I parked beneath a shady tree and walked up to the sight I had come to investigate. Lo and behold I was right. There was this little bear carved in a real tree stump above the grave of a couple. I can't remember how long they have been buried there and unfortunately, this photo I took with my phone camera doesn't have enough white balance to show how cute the bear is or how much detail was put into the sculpture. Trust me, it's cute and very clever and I want to know the story behind it someday.
After taking a few pictures despite the uncooperative sun, I decided to spend some more time walking around that area of the cemetery. I'd been there about a year ago to the funeral of the father of a friend of mine. This time was a lot different. As a person who sells life insurance for a living, I was seeing the headstones with new eyes. What I saw certainly "bears" up what I tell people when I sit down with them to talk about what could happen. There were a few couples who died within a short time of one another, but not nearly as many who had spent a good 20 years without the other spouse. And departures were not always in later years.
The were people born same year as me that have been there since I graduated high school and others since I graduated college in the small space I walked...about an acre or 100 graves. Relatively speaking there were about five or six babies and a few young kids, some buried next to or with their parents' plots. Several 30-40 somethings and a handful of people who had buried grown children before they died. And there were some long lived men who'd lost their wives 20 years before their number came up. If I could, I'd take some people I've met with on this short tour. Would that I could.
After walking around for a half hour my hair was starting to sizzle on top of my head and I decided it was time to go. Got in my car and thanked God for the lessons I'd just learned and for enormity of all the lives I'd just walked past.

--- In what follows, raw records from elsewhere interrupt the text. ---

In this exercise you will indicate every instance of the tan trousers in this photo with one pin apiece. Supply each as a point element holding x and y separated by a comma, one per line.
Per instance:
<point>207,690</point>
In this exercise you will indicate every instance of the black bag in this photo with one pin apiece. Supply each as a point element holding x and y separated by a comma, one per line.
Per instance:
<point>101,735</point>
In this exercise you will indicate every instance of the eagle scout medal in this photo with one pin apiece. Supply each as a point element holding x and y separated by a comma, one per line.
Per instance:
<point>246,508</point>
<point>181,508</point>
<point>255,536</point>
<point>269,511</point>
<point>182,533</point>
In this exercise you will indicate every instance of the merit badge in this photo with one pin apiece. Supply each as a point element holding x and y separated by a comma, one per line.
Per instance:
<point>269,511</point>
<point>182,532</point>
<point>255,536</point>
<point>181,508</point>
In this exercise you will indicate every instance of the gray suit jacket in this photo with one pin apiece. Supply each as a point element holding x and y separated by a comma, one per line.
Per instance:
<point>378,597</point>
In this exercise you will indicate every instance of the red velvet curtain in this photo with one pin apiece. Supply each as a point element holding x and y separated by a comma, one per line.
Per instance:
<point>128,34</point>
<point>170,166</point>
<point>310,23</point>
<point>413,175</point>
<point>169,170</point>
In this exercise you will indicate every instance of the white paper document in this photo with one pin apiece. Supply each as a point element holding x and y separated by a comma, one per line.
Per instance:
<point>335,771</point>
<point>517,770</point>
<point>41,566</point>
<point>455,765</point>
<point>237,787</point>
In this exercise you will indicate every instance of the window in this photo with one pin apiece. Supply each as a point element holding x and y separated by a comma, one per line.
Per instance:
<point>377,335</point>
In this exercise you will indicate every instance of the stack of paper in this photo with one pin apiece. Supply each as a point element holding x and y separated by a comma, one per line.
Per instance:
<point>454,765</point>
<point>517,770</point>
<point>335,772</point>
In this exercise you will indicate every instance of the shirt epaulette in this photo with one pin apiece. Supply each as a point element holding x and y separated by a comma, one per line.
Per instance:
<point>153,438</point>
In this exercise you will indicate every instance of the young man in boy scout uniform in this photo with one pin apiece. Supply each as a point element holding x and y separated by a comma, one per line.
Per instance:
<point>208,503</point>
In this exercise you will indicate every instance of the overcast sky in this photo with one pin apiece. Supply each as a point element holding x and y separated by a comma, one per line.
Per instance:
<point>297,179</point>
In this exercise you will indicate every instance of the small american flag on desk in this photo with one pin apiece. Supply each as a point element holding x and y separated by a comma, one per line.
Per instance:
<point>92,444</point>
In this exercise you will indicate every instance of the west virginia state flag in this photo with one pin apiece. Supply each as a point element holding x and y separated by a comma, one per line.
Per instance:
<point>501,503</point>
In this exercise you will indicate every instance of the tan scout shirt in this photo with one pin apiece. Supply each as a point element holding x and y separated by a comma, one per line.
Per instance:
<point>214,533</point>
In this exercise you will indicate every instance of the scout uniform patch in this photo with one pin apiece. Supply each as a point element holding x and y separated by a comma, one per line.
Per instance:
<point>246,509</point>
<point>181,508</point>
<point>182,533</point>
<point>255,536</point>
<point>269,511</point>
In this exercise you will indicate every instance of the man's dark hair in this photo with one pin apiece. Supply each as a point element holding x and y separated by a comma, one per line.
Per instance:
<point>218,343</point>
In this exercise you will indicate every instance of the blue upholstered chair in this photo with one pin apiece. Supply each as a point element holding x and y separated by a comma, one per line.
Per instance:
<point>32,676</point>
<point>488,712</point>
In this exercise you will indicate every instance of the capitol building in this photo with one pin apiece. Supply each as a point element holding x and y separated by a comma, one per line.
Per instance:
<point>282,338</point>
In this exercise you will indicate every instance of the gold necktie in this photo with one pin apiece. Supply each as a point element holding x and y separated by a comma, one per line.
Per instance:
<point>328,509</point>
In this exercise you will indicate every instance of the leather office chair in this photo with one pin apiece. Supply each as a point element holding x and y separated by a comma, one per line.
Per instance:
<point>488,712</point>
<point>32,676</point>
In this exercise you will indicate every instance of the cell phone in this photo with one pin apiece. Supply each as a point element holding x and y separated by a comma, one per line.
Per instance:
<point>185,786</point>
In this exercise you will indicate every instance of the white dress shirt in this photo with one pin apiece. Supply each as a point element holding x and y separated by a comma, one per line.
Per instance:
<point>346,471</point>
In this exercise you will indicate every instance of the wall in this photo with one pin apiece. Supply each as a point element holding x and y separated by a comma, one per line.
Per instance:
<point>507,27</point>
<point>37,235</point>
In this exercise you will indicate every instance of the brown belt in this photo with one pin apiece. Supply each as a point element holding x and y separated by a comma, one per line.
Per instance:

As I drove to the gate down a different path, I passed a grave with a SpongeBob balloon flying from it. While processing what that probably meant, I turned onto the road to the gate I'd entered through and I saw it -- The harbinger of one's final day "above ground" (for those who choose to be interred) -- the giant rolling green tent with two rows of pretty chairs draped in green velvet. It was positioned in front of that mausoleum with the monk and the angel. It was her in the chapel!! I felt sad, but also glad that she'd be joining him there any moment now, forever, indeed.